The worsening congestion at Chinese ports is further jolting local and regional manufacturers and exporters, who are gearing up for shipments for the Christmas season. Manufacturers and exporters across the region have been hit with news of further congestion at the ports in China with reports coming that the world's biggest shipping lines — including AP Moller-Maersk and CMA CGM SA — are diverting shipments to other ports rather than wait outside Ningbo, China for an unknown length of time while the COVID-19 outbreak continues there.
The partial closure of the world's third-busiest container port is worsening congestion at other major Chinese ports, as ships divert from Ningbo amid uncertainty over how long virus control measures in the city will last. In nearby Shanghai and in Hong Kong, congestion is once again increasing after dropping due to the reopening of Yantian port in Shenzhen, which was closed in May for a separate outbreak.
Jamaica Manufacturers and Exporters Association (JMEA) President John Mahfood declared that this latest state of affair is not good for manufacturers and exporters in the region who are already suffering from global logistical challenges in addition to higher shipping costs.
He made the point that this latest challenge could affect shipments for Christmas. With this congestion happening in mid-August, he said it can have an effect on manufacturers for Christmas because those containers for use would have been expected to arrive late September for shipment in October.

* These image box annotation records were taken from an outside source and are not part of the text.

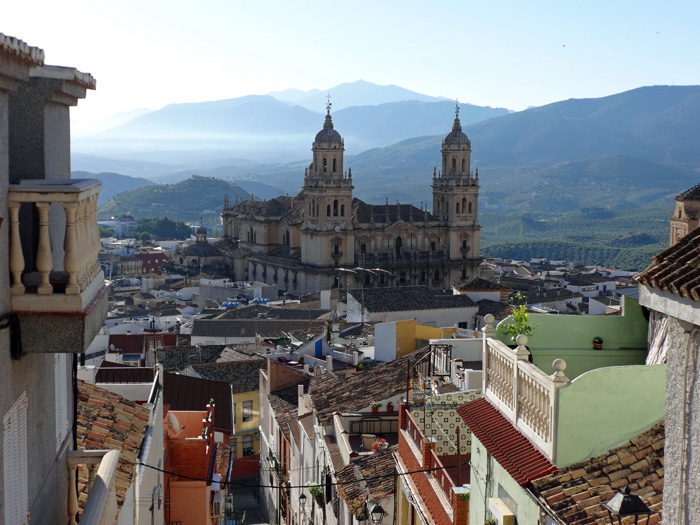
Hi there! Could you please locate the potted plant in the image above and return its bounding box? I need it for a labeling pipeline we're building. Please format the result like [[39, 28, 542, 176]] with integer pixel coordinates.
[[309, 485, 323, 505], [372, 438, 389, 452]]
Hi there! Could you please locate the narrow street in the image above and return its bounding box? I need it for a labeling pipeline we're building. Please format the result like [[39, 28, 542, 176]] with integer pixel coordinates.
[[231, 475, 270, 525]]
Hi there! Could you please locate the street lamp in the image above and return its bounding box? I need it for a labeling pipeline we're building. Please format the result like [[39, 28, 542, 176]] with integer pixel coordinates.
[[370, 503, 384, 525], [299, 492, 306, 523], [603, 487, 651, 525]]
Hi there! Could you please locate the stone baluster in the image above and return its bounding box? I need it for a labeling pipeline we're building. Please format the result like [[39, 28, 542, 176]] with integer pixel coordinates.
[[547, 359, 569, 457], [482, 314, 496, 393], [9, 202, 24, 295], [87, 464, 99, 493], [88, 195, 100, 282], [36, 202, 53, 295], [68, 465, 78, 525], [510, 334, 530, 420], [63, 202, 80, 295], [77, 201, 89, 292]]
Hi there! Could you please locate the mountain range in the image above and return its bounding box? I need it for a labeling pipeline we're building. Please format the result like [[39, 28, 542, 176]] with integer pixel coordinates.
[[78, 83, 700, 266]]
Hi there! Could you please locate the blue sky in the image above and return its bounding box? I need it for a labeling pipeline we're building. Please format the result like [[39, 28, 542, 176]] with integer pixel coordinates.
[[0, 0, 700, 127]]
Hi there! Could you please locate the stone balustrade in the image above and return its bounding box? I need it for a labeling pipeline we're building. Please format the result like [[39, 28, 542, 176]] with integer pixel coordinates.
[[482, 314, 569, 461], [68, 450, 120, 525], [8, 179, 107, 359], [8, 179, 104, 311]]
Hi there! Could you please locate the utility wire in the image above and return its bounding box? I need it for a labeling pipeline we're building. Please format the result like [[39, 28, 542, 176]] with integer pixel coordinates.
[[138, 461, 469, 489]]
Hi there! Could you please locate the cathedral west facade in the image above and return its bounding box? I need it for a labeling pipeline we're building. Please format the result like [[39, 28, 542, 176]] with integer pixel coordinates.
[[221, 104, 481, 295]]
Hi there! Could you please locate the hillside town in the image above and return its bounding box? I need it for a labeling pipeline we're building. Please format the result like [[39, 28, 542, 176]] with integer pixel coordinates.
[[0, 30, 700, 525]]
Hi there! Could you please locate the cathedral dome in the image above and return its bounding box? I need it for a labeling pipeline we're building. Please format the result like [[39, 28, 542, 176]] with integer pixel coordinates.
[[314, 104, 343, 142], [442, 117, 471, 147]]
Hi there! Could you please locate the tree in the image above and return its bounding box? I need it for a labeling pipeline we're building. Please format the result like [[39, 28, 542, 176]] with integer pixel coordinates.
[[503, 292, 536, 342]]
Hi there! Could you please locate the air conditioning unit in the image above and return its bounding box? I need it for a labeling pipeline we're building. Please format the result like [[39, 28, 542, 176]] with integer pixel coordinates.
[[489, 498, 515, 525], [211, 492, 223, 518]]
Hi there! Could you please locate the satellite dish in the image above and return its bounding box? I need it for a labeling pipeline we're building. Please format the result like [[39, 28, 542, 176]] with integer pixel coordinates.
[[168, 412, 182, 436]]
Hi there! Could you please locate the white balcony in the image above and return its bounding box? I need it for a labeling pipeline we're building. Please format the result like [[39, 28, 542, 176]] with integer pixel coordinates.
[[483, 315, 569, 461], [8, 179, 107, 353], [68, 450, 120, 525]]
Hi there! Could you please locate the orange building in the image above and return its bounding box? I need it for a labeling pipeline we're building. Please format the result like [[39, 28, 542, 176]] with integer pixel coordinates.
[[164, 403, 229, 525]]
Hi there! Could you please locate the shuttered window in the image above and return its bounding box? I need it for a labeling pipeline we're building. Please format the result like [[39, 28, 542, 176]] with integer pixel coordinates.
[[54, 354, 68, 450], [2, 392, 29, 525]]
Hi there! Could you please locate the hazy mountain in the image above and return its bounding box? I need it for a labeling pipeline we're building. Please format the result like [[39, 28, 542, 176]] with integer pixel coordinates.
[[97, 176, 250, 221], [269, 80, 447, 111], [73, 81, 508, 163], [71, 171, 154, 205]]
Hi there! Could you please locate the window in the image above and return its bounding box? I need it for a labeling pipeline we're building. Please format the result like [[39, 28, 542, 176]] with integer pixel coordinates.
[[241, 401, 253, 422], [54, 354, 68, 450], [2, 392, 29, 523], [243, 434, 255, 457]]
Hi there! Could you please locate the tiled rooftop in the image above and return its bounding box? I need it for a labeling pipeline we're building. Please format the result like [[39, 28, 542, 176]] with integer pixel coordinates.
[[76, 379, 149, 509], [676, 184, 700, 201], [457, 398, 556, 487], [635, 228, 700, 301], [532, 421, 665, 525], [163, 372, 233, 433], [348, 286, 474, 312], [309, 347, 429, 422], [336, 447, 396, 517], [454, 277, 510, 292]]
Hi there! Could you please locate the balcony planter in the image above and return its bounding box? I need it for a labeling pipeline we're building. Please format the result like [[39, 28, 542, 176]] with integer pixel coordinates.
[[309, 485, 323, 506]]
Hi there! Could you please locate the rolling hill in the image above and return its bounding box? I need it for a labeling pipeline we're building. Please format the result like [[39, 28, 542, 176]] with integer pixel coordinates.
[[97, 175, 250, 223]]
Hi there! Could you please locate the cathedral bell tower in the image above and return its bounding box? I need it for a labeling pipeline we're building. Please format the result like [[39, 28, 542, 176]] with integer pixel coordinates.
[[432, 104, 481, 266], [302, 98, 354, 266]]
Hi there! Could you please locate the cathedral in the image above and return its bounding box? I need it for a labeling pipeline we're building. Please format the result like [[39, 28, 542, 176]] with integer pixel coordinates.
[[221, 104, 481, 295]]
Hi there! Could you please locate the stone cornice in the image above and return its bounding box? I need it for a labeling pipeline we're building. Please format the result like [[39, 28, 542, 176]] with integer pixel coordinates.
[[0, 33, 44, 66]]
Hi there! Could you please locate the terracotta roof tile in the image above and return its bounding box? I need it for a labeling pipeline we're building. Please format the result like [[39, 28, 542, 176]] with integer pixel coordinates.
[[163, 372, 233, 432], [309, 347, 429, 422], [76, 379, 150, 509], [457, 398, 556, 487], [336, 447, 396, 517], [532, 421, 665, 525], [635, 228, 700, 301]]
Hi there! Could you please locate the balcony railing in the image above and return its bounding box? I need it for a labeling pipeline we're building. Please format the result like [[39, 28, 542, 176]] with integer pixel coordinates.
[[483, 314, 569, 460], [430, 450, 459, 501], [8, 179, 104, 311], [68, 450, 120, 525], [8, 179, 107, 352]]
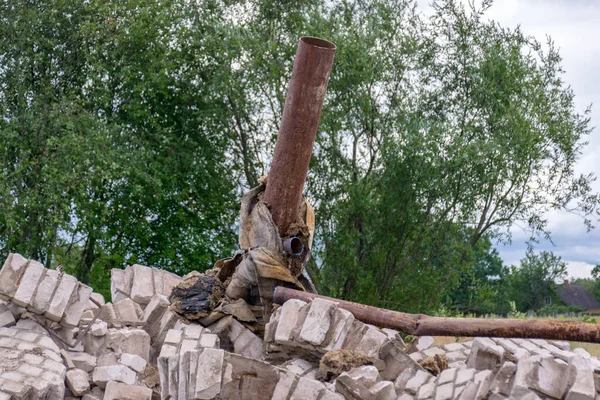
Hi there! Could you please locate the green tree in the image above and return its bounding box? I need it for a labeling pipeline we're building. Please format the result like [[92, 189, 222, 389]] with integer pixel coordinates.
[[505, 248, 567, 312], [446, 236, 504, 314], [318, 1, 598, 312]]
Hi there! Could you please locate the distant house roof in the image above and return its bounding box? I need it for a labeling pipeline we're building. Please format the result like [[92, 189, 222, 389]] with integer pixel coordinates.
[[556, 284, 600, 310]]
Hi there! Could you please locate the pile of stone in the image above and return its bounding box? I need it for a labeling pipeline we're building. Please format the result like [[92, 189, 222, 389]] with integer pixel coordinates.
[[0, 254, 600, 400]]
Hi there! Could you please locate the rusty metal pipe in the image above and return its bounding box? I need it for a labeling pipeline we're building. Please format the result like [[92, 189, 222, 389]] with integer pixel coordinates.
[[283, 237, 304, 257], [263, 36, 336, 236], [273, 286, 600, 343]]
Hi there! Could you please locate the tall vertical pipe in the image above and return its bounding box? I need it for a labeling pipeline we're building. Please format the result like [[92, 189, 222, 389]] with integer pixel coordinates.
[[263, 36, 336, 236]]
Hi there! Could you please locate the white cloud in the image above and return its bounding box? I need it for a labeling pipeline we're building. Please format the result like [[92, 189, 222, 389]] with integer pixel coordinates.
[[567, 261, 594, 279], [419, 0, 600, 277]]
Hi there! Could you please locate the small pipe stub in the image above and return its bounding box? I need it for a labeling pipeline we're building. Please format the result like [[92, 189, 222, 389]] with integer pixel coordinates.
[[283, 237, 304, 257]]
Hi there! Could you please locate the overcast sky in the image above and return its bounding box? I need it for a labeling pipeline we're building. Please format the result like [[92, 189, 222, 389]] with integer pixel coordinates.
[[419, 0, 600, 277]]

“Probably where there will be a problem is for consumer goods that are being brought in from the Far East, where importers are expecting them to arrive in late September-early October for the Christmas season, there will be some shortages,” Mahfood declared. He told the Caribbean Business Report that if there is a shortage it will not be detrimental, particularly as it regards food items, which comes mostly from North America and Europe, which is not as badly affected in shipping.
According to Mahfood, “It is an ongoing problem and the increased costs is affecting consumers. Inflation rates are going up and, of course, the economy is in a weak situation; so it's going be tough for consumers this Christmas.” He lamented that the continuing congestion on the ports in China is a recurring problem for manufacturers and exporters in the Caribbean having surfaced earlier in the year when the American economy started to pick up because of the high vaccination rates and higher demand in the economy. He pointed out that at the same time demand was picking up there was a shortage of vessels and a shortage of containers, so all throughout the year vessels have been
short and goods have missed shipments. To compensate, he explained that manufacturers and exporters have been stocking up on raw materials.
The number of container ships anchored off Xiamen on China's south-east coast rose to 24 on Tuesday based on shipping data compiled by Bloomberg. The Meishan terminal at Ningbo port was shut last week after a dock worker became infected with the Delta variant of the novel coronavirus. The terminal accounts for about a quarter of the port's capacity. Local authorities were expected to “reassess” the resumption of operations at the Meishan terminal on Wednesday last.
If a phased reopening begins this week to tackle the backlog, a full resumption of operations may be possible by the beginning of September, logistics intelligence provider project44 reported. Some other ships are willing to wait, with 141 ships at a shared anchorage for the Shanghai and Ningbo ports Tuesday, 60 more than the median number from April to August.
“We hear the backlog is getting bigger and the congestion is getting worse,” said Dawn Tiura, CEO of logistics industry association Sourcing Industry Group. She suggested, “if you are buying goods that originate or move through China, you need to increase lead times or find another source of supply.”
The shipping industry has been plagued by disruptions this year that have created delays in global shipping chains and driven freight rates to record highs. Snarls have ranged from a mega-ship stuck in the Suez Canal in March to virus outbreaks in Southeast Asia and China reducing productivity at ports.
The backlog has stretched across the Pacific Ocean to Long Beach port in Los Angeles, where more than 30 ships were waiting to get into port to offload, Bloomberg's data show. Elsewhere in Southeast Asia, anchored ships off Vietnam's two largest ports rose to six above the median.
One source reported that most ports are already experiencing congestion or delays, so any additional and uncatered for volumes will heap on more pressure.